Workers' fingers, dyed denim blue, are pointed at the security squad hired by Dadun's village government. It took over urban management and basic security for the small village because there were not enough police officers to go around.
A 52-year-old woman from Dazhou, in Sichuan, who arrived in Dadun in 1997, said she had become desensitised to the brutal beatings that happened in the village every day. 'When I first came, I was very scared to see migrant workers being beaten up and left half dead, but now I'm used to it,' she said.
The Hubei man, who had moved to Dadun to support his son's denim business, said the village security squad had shown little patience towards outsiders.
'Migrant workers and peasants are ignorant about urban rules and regulations, but there is really no need to punish people by beating them up when they break a rule or two,' he said. 'It's not like they have killed or stolen; we are all just trying to make a living here.
'Those security people are ruthless and have been barbaric for a very long time. No one has ever been able to control them.'
The Xintang riot started late on Friday after Wang Lianmei, a 20-year-old pregnant woman from Sichuan, was allegedly manhandled by security staff in front of a supermarket in Dadun. The security personnel were said to have tried to stop the woman peddling goods.
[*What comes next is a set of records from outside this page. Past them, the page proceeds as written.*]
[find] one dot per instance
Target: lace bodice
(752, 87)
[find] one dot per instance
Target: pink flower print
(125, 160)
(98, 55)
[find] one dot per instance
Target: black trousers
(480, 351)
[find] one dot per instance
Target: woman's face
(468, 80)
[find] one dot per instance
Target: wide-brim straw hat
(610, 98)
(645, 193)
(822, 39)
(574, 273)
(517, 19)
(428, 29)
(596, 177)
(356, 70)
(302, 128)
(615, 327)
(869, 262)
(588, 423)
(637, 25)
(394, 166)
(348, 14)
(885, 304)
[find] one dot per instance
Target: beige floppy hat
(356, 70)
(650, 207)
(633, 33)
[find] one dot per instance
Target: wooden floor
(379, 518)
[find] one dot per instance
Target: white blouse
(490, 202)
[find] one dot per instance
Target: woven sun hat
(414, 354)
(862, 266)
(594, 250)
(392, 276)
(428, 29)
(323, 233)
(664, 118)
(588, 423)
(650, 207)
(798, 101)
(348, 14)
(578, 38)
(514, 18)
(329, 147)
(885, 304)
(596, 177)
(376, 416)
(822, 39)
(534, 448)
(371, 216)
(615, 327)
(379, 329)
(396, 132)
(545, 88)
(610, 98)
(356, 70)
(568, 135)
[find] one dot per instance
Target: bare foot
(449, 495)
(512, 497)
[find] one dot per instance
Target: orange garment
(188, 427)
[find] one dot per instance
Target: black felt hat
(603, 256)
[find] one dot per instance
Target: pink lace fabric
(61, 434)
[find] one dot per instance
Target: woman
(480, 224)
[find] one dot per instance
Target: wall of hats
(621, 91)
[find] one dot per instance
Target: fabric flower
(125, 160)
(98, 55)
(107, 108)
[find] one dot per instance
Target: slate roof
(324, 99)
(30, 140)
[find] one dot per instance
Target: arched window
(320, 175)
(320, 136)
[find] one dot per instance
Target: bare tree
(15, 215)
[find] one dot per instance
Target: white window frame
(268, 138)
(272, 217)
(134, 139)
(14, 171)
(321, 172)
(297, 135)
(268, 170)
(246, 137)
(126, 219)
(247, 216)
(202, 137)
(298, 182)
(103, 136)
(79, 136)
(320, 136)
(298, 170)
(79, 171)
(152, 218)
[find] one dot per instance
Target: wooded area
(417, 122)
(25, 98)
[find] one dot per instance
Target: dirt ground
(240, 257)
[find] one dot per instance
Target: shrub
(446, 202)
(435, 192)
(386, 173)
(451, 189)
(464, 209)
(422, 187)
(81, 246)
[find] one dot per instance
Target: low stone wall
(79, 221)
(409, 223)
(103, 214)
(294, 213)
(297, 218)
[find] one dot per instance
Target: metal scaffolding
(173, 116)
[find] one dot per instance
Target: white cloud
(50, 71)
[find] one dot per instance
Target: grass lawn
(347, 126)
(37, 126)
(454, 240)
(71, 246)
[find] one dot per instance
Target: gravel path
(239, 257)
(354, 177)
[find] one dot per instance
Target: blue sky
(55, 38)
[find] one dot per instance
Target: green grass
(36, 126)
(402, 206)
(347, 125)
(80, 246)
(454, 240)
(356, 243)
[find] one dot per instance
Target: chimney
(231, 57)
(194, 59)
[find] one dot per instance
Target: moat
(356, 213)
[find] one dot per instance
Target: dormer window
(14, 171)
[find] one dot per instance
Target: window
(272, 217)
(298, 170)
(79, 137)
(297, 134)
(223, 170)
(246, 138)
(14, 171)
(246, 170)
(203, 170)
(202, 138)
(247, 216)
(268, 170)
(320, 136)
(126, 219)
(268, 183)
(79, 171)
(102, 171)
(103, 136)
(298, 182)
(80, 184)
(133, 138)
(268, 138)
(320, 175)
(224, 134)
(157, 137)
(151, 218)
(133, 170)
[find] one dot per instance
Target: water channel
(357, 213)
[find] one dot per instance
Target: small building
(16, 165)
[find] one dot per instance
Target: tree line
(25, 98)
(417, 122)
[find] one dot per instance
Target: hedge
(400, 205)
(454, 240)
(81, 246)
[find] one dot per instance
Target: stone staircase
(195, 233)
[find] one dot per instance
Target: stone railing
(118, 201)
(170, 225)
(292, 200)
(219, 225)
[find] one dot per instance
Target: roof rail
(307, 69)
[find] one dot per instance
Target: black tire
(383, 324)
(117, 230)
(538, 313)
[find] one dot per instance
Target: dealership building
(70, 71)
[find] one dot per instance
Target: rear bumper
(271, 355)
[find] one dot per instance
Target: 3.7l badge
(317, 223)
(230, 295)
A 45-year-old man from Sichuan who specialises in putting buttons on jeans, earning 13 fen for every 10 pairs, said: 'From what we've heard, the security guard was demanding money from the vendor, but she only gave him 20 yuan, so she was beaten up. A young man of about 16 or 17 who happened to be passing by and tried to stop the guard was also beaten up severely.'
The incident stoked the simmering anger of Wang's fellow Sichuan men and women and resulted in days of rioting.
Dadun's security squad has previously been accused of abuse of power.
The Guangzhou Daily reported in June 2007 that the squad was charging residents 50 yuan for every motorcycle permit it issued. Motorcycles without Dadun permits are banned from entering the village, under the threat of 200 yuan fines.
Faced with rising prices and unstable incomes, many migrant workers complain that they are struggling to make ends meet.
The 52-year-old from Dazhou said she made 15 fen from cutting the loose threads of every pair of denim jeans she processed.
'At my best, I can handle about 300 pairs of jeans a day,' she said. 'That would earn me about 30 yuan a day, but foreign orders have been infrequent since April. We normally work from 6am until midnight whenever there are jeans to be processed.'
She said she earned about 450 yuan a month during the low season, but rent took more than half of that.
A heavy police presence finally contained the rioting in Xintang on its fourth day. But as the town counts its casualties, the damage bill and the number of people arrested, it remains to be seen whether locals and migrant workers will be able to put the deep-seated tensions that sparked the rioting behind them.